Je conseille aux lec­trices et aux lec­teurs de de se munir de la patience néces­saire afin de pou­voir contem­pler – étu­dier – ces pages où défilent les images d’un pas­sé que vous avez eu le rare plai­sir de vivre en même temps qu’I­ris. Ima­gi­nez-vous devant une œuvre d’art comme l’Ori­gine du Monde de Cour­bet ou Le Bai­ser de Klimt et dites-vous qu’on ne passe pas devant des créa­tions d’une telle puis­sance sans être absor­bé et sans être au moins ten­té par la tâche – impos­sible pour­tant – de les déchif­frer jus­qu’aux plus petits détails.
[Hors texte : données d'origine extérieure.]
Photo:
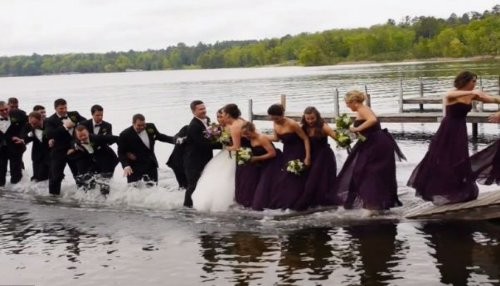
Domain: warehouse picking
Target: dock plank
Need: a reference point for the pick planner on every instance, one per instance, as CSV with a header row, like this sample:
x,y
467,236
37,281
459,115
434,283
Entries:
x,y
407,117
487,206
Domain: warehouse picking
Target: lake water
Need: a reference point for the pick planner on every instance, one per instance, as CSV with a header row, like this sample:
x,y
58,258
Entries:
x,y
139,236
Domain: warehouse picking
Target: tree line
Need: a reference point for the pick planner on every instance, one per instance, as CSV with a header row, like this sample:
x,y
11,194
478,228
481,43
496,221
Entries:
x,y
472,34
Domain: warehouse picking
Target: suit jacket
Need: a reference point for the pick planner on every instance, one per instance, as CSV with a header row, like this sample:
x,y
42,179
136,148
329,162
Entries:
x,y
17,128
130,142
98,161
40,149
106,127
104,151
198,149
62,139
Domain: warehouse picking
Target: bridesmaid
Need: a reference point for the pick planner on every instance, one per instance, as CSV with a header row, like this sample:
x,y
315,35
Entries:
x,y
288,188
444,176
368,178
486,163
248,175
319,188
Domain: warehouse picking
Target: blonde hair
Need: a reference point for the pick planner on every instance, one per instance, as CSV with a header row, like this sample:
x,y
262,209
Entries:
x,y
355,96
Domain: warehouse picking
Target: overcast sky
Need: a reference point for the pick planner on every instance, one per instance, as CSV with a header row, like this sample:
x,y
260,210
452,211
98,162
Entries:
x,y
61,26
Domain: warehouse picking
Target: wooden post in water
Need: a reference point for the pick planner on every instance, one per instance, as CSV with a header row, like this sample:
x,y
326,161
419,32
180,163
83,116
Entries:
x,y
400,95
368,97
336,110
481,105
283,101
421,106
250,110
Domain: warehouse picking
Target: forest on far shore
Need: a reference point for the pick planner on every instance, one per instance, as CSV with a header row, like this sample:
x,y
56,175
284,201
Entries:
x,y
469,35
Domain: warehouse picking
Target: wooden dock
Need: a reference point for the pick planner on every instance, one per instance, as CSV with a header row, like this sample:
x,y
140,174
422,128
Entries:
x,y
486,207
420,115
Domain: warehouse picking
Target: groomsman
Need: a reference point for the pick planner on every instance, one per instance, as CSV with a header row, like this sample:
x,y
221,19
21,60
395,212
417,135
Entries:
x,y
97,126
12,147
136,150
60,129
40,109
91,160
40,149
198,150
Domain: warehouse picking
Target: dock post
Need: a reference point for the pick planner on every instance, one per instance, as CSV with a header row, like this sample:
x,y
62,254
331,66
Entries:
x,y
474,131
368,97
480,108
421,105
283,101
336,110
401,95
250,110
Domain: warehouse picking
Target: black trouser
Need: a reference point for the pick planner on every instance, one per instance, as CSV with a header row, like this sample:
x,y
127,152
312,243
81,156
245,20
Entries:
x,y
41,170
56,174
16,165
192,177
148,172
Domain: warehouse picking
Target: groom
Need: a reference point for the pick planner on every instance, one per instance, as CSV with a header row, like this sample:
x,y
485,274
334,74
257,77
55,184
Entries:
x,y
198,148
Et pre­nez ceci comme un aver­tis­se­ment ! Il faut impé­ra­ti­ve­ment avoir lu tous les tomes pré­cé­dents pour pou­voir dégus­ter celui-ci comme il le faut, sous peine d’être repous­sé par les bribes d’un uni­vers lit­té­ra­le­ment éclaté.
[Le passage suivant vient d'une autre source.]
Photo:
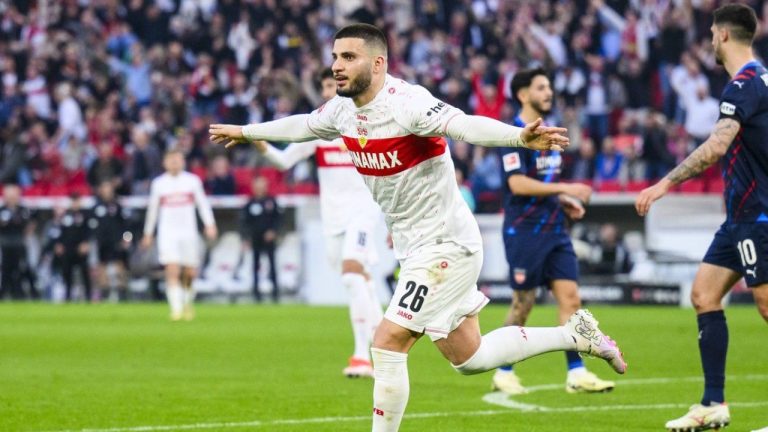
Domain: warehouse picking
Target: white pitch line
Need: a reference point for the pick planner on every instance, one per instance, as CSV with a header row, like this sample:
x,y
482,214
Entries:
x,y
519,408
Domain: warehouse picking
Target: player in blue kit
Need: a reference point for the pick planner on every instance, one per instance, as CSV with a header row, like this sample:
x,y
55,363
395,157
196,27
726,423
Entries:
x,y
739,248
536,206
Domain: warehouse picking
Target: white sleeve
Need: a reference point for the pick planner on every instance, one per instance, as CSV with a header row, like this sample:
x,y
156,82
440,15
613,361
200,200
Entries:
x,y
153,206
203,206
322,121
483,131
284,159
423,114
288,129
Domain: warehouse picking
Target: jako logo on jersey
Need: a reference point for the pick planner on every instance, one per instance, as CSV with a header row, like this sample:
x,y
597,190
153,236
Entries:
x,y
727,109
375,160
337,158
511,161
436,109
549,162
405,315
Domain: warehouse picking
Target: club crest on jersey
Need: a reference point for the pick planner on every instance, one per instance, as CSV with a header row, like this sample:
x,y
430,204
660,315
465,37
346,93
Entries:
x,y
511,161
520,276
727,108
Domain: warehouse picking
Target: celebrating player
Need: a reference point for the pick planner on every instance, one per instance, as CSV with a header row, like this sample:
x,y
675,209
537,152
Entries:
x,y
349,219
394,131
535,207
738,249
173,197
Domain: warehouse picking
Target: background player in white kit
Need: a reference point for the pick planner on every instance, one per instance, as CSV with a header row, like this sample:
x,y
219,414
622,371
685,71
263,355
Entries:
x,y
349,217
173,198
394,131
Dans ce der­nier tome d’Ama­bi­lia, Iris est sans aucun doute la pro­ta­go­niste incon­tes­table et un très grand nombre de pages est consa­cré au récit de ses erre­ments entre pas­sé, pré­sent et ave­nir, entre le sou­ve­nir du bon­heur – fami­lial, pro­fes­sion­nel – et le néant qui menace de tout englou­tir – image figée avec génie par la vue d’en haut du cer­cueil du père déjà des­cen­du dans les ténèbres du tombeau.

E.T. Raven, Petite Mort, p. 20
E.T. Raven, Petite Mort, p. 20

La confron­ta­tion avec le pas­sé débouche sur une pro­fonde remise en ques­tion qui amène Iris à consta­ter l’é­chec sur tous les fronts : « Mau­vaise fille » ; « Mau­vaise épouse » ; « Mau­vaise mère » ; « Mau­vaise femme« 4. Après, ce sont les rêves, les cau­che­mars, les hal­lu­ci­na­tions, les images du pas­sé sur­gies des abîmes tem­po­rels sous l’im­pul­sion de la dou­leur. Celle de la perte du père – et de l’en­fance en même temps – celle des aban­dons suc­ces­sifs, des échecs vécus comme des défaites voire des anéan­tis­se­ments. Pen­dant très long­temps, le lec­teur est confron­té à des images oni­riques qui font des pages un dédale où on n’at­tend plus que l’ar­ri­vée du Mino­taure capable de mettre un point final aux erre­ments et aux cir­con­vo­lu­tions hal­lu­ci­na­toires près d’en­glou­tir Iris dans le mael­strom du désespoir.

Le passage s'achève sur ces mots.